As you would expect, options activity has spiked on NVDA in today's trading, especially on the call front. More than 29,000 of these bullishly oriented contracts have changed hands, according to our Intraday Volume Explosion List. In particular, options traders are focused on the November 13 and 12 calls, with the former accounting for more than 8,000 contracts of the stock's total call volume.
Surprisingly, a majority of the call volume trading on NVDA's November 13 strike appears to be crossing at the bid price. While digging through this activity, I ran across a block of 700 NVDA November 13 calls which were marked "spread." This block traded at 9:51 a.m. Eastern time on the International Securities Exchange (ISE), for the bid price of $0.52. The second half of this spread took place on NVDA' November 12 call, where 700 contracts traded at the same time on the same exchange for the ask price of $1.16. This block was also marked "spread." Given this data, it would appear that we are looking at a vertical call spread, more commonly known as a debit spread, on NVIDIA Corp.
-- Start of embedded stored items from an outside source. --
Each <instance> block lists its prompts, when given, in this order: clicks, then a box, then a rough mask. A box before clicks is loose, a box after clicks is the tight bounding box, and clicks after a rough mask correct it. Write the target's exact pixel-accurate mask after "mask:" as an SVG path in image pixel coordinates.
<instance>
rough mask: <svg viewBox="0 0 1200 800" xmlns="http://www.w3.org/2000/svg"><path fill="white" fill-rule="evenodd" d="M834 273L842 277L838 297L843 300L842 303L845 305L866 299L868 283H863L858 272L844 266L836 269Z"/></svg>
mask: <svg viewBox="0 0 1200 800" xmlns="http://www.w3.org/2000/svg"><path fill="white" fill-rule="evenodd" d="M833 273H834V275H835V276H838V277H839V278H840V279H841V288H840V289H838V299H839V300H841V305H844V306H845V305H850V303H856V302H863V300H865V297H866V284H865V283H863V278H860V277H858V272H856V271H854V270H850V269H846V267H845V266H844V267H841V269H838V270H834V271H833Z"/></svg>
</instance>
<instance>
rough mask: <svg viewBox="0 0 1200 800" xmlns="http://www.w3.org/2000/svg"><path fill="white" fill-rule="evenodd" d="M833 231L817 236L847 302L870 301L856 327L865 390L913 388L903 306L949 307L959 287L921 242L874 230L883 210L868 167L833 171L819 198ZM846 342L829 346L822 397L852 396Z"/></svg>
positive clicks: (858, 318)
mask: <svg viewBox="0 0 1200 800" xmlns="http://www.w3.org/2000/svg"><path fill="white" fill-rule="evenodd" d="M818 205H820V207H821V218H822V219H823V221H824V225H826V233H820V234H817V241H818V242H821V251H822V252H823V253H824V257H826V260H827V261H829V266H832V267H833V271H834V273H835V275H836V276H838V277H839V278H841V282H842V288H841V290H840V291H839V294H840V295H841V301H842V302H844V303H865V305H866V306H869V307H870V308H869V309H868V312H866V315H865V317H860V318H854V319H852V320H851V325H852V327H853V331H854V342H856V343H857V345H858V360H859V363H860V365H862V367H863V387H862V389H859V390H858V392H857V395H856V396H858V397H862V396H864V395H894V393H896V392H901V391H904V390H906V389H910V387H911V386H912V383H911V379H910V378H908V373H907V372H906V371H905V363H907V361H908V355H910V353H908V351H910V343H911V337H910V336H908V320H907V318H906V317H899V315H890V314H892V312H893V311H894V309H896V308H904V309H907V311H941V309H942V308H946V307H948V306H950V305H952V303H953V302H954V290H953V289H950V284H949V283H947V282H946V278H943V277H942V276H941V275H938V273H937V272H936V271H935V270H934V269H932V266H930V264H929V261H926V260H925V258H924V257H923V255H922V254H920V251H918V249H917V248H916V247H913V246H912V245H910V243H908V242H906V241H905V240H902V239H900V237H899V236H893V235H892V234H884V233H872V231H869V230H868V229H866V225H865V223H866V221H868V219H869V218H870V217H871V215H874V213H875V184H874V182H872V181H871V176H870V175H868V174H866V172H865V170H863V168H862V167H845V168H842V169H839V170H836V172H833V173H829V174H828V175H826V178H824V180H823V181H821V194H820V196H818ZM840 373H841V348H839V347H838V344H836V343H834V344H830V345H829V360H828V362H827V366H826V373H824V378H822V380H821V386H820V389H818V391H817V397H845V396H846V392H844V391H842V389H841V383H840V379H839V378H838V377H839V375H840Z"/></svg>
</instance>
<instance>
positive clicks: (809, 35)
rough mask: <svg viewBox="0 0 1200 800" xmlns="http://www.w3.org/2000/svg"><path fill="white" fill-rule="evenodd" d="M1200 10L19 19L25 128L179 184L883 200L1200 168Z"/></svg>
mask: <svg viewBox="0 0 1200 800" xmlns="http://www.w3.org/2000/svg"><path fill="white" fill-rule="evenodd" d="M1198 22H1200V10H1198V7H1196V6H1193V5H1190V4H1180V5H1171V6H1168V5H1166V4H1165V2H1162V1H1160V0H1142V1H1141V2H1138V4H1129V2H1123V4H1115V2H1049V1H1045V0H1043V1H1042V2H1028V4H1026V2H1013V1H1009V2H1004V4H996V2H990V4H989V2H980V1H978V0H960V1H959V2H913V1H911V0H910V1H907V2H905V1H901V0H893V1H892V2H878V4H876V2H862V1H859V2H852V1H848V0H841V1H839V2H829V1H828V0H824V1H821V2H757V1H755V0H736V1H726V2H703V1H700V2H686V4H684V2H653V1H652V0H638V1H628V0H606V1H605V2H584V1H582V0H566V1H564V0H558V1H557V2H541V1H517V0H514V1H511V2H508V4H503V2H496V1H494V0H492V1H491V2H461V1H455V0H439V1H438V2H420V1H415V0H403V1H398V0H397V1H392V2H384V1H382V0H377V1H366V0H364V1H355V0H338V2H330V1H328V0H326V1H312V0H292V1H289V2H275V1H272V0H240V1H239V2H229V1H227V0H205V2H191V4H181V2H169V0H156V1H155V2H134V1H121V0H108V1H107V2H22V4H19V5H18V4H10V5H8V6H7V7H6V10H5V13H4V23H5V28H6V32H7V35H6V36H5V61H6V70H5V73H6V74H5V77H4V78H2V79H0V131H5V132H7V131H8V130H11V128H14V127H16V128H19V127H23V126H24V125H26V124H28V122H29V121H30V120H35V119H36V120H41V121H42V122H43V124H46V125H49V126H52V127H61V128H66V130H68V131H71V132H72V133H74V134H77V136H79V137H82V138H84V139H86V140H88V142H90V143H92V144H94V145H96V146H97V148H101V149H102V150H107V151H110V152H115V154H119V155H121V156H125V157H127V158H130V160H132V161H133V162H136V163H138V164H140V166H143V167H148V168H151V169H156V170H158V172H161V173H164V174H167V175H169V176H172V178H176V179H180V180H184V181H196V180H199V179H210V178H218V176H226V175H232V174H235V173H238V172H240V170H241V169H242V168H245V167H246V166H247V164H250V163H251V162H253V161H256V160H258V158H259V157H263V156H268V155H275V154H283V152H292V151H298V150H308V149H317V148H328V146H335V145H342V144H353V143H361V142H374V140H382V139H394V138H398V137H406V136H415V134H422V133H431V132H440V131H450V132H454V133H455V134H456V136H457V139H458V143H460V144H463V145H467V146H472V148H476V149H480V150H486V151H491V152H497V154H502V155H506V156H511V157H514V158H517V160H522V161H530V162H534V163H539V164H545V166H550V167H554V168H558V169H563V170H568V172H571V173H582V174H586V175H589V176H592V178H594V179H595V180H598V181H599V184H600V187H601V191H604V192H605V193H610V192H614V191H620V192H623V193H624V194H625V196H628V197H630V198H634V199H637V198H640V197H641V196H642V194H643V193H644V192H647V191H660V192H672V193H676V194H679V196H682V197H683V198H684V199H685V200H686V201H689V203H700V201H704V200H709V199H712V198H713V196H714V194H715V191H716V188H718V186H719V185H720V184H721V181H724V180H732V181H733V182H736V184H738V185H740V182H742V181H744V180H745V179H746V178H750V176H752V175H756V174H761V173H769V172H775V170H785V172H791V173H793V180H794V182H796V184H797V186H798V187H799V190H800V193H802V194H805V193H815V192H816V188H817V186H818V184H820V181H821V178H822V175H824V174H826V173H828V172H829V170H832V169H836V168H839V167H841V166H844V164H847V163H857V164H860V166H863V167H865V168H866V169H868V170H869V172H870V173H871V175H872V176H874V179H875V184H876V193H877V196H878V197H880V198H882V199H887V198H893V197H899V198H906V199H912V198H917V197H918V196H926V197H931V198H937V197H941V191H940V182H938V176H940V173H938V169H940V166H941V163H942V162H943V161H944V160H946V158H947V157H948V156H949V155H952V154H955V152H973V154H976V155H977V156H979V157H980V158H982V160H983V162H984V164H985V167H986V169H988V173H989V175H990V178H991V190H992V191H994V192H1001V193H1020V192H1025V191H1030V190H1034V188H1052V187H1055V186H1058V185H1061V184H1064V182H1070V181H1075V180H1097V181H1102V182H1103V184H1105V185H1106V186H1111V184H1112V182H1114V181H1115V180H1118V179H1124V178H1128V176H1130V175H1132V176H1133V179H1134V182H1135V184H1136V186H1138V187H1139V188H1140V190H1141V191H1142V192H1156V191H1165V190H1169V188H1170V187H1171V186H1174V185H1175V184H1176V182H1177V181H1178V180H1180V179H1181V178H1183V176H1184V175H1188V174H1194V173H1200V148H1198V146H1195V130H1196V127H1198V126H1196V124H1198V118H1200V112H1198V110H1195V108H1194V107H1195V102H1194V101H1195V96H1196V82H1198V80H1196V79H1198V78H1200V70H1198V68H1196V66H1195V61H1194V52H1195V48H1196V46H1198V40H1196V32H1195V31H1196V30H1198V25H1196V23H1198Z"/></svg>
This options strategy is also known as a long call spread, or a bull call spread.
The Anatomy of an NVIDIA Corp. Vertical Call Spread
Breaking down this potential debit spread position, the trader purchased 700 November 12 calls for the ask price of $1.16, resulting in a total debit of $81,200 -- (1.16 * 100) * 700 = $81,200. Minus the sold leg of the debit spread, NVDA would need to rally about 7.25%, from Thursday's close, to $13.16 per share in order for the position to reach breakeven at expiration. Furthermore, the maximum loss on this position is limited to the initial investment of $81,200.
However, the second leg of the debit spread helps to offset the cost of the overall position. Specifically, the trader sold 700 November 13 calls for the bid price of $0.52, netting a total credit of $36,400 -- (0.52 * 100) * 700 = $36,400. Combining this leg of the trade with the purchased November 12 call lowers the total cost of the entire position to $44,800 -- $81,200 - $36,400 = $44,800.
The addition of the sold November 13 call also lowers breakeven on the trade. To arrive at breakeven, we subtract the credit received from the sold November 13 call from the debit incurred by purchasing the November 12 call. We arrive at a cost of $0.64, or $64 per contract. As a result, the trader now needs NVDA to rally roughly 3% to $12.64, from Thursday's close, in order to recoup the initial investment on the entire position. At last check, NVDA was up 7.13%, meaning that the trader is already sitting on a profit.
The maximum profit is calculated by subtracting the premium paid from the difference between the two strikes, and is reached if NVDA rallies to $13 per share at expiration. In this case, the maximum profit is $0.36 -- (13 - 12) - 0.64 = $0.36 -- or $36 per contract. The maximum loss is equal to the net debit of $0.64, or $64 per contract. Below is a chart for a rough visual representation of the trade's profit/loss scenario:
Implied Volatility
After the vertical call spread has been entered, increasing implied volatility is pretty much neutral to the overall position, as it lifts the value of both the sold option and the purchased option. [Correction: The following wording was updated for clarity.] As of yesterday's close, implieds for the November 12 call arrived at 61%, while the implied volatility for the November 13 call rested at 62%. NVDA's one-month historical volatility came in at 28.14%.